In the Matter of the Estate of Robert Ernie Johnson, Deceased: Robert A. Johnson v. Myra Linda Henderson, Executrix – sanctions/failure to appear for deposition – Robert A. Johnson’s father died. His stepmother, Myra Linda Henderson, filed a petition to probate his father’s will. The will left nothing to Johnson or his brother. Johnson filed a petition to contest the will. When Johnson’s deposition was noticed, Johnson moved to quash it. He did not wish to travel from California to Mississippi. The trial court ruled that Johnson could be made to be deposed in Mississippi but suggested he be given 30 days’ notice. Johnson made it clear that he would not be there and did not show. Henderson moved for sanctions. At the hearing, Johnson claimed he was too busy to attend but could be deposed in February. When asked why he had not filed anything, he told the Court that he had been unable to coordinate with his California attorney regarding documents. The trial court rejected Johnson’s request that any sanctions be financial and dismissed the case stating “I cannot allow somebody to file an action in a will contest or otherwise in my Court and not make themselves available to the Court for necessary discovery. I can’t allow it. It’s frankly, contemptuous. And also, if it’s not done, all it does is slow down the wheels of justice.” The Miss.S.Ct. affirms.

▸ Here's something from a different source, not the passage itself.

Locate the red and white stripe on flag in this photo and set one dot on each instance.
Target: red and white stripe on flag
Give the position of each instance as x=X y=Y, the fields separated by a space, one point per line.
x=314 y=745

The Court grants cert in Edward Springer v. Ausbern Construction Co., Inc. – gov. contract – (the link is to the COA opinion). Chickasaw County needed 1.398 miles of road constructed. Ausbern planned to submity a bid and consulted the County Engineer Edward Springer to get specs. Ausburn’s bid was the lowest and it did the road. Afterwards it realized that the amount of “topping” (asphalt overlay) used was much more than that estimated by Springer and contacted Springer and the State Aid office to make a claim for the excess material. Springer responded and admitted that there had been an error in the original calculations, and that the project should have taken 10,605 cubic yard of fill material. Ausbern filed suit against the Chickasaw County Board of Supervisors for breach of contract and against Springer alleged that Springer maliciously interfered with the contract. At the conclusion of the trial, the jury returned a verdict in favor of Ausbern awarding $387, 793.50 from the Chickasaw County Board of Superiors and $182,500 from Springer for tortious interference of a contract. The COA reverses and renders.
Ausburn Construction filed a cert petition arguing among other things that “the Court of Appeals simply substituted its view of the evidence for that of the properly instructed jury and found that, in its opinion, there was insufficient evidence of malice to support the verdict of intentional interference.